Henrique Fialho, em Insónia


A Casa #11


A mão nervosa
estende o dedo
ao enigma.

Há um eco
que se prolonga
como um golpe
de luz.


Dias Pesados

Há dias assim. Tudo pesa mais. Inclusivamente o ar. Sim, o ar está pesado por estes lados. O que ainda salva é a poesia, algo que eu pensava ser impossível: Hoje, a minha vida divide-se entre o trote do ozono e o luto do futuro*. Fico a pensar. É claro que não vou dizer o que pensei. Nem toda a intimidade é aqui bem-vinda.

* Jorge Fallorca, Longe do Mundo, Lisboa: Frenesi, 2004, p. 14.


A Casa #10


Às vezes
um reflexo
obedece à duplicidade
invisível da casa:

uma força interior
a caminho
da infância.


Uma Boa Notícia


O Henrique vai publicar mais um livro. Desta vez o título é «O Meu Cinzeiro Azul». A editora é a Canto Escuro.

A Corrente #2

O
André já publicou a sua lista. Miss Allen promete para breve a resposta ao meu desafio. Luís Mourão continua com as suas reflexões. Eduardo Pitta parece que disse tudo o que tinha a dizer. E eu estou curioso para saber qual seria a lista dele e dele.

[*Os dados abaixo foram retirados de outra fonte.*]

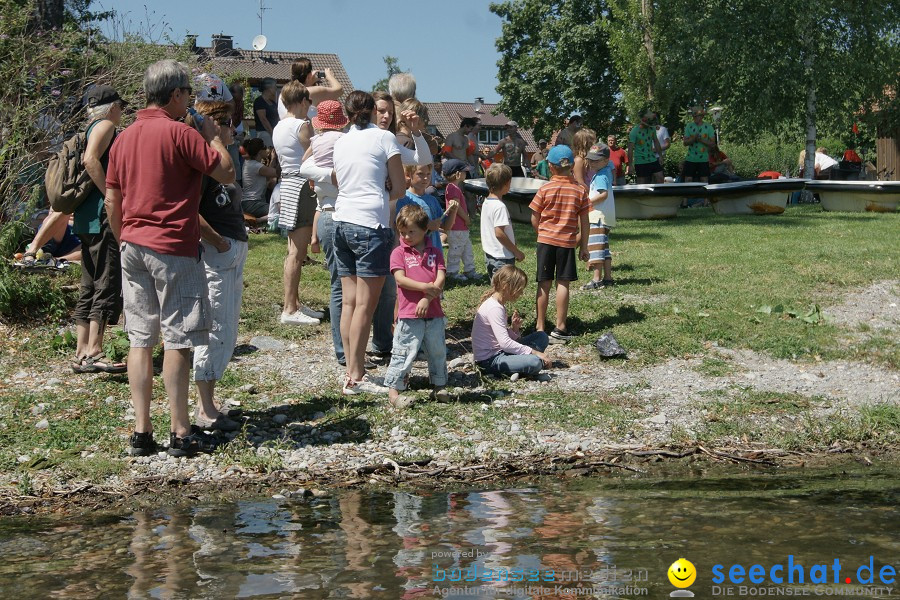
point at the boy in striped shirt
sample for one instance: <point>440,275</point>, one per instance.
<point>559,210</point>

Don't blame Bukowski for bad poetry

«He made writing great poetry look easy and laid down some truly beautiful lines: it's time to reappraise Charles Bukowski.»

A Corrente

A corrente iniciada por mim já circula por aí. E as reflexões que a mesma provocou! A mais interessante (brilhante!) está aqui. Mas também podemos encontrar aqui e aqui um interessante diálogo. De referir ainda este texto do Henrique, e este outro de Vasco M. Barreto . Só não sei de onde vem tanto fel, mas como o próprio diz: Sou um gajo transparente. E eu aprecio isso num gajo.


Não-colocado #2


Chego cedo ao Centro de Emprego. Sou o primeiro a ser atendido. Atrás de mim 60 mulheres de uma confecção qualquer no Sabugal que fechou. Despedimento colectivo. Talvez tivesse material para uma reflexão mais profunda sobre o rumo do país e coisa do género. Mas deixo isso para aqueles que, provavelmente, nunca entraram num Centro de Emprego para requerer o respectivo Subsídio de Desemprego.


Não-colocado

Mais uma vez não fiquei colocado logo a 1 de Setembro. Tenho ainda que esperar pelas primeiras cíclicas. Amanhã: Centro de Emprego.

Table of Contents

Table of Contents é mais uma iniciativa cultural do Teatro Municipal da Guarda. Quinzenalmente são convidados autores locais de diferentes áreas (literatura, pintura, fotografia, entre outras) a intervir nos "Stand-ups" de informação do Café Concerto. Em Setembro os convidados são este vosso escriba (1 a 15 de Setembro) e Pedro Lucas (16 a 30 de Setembro).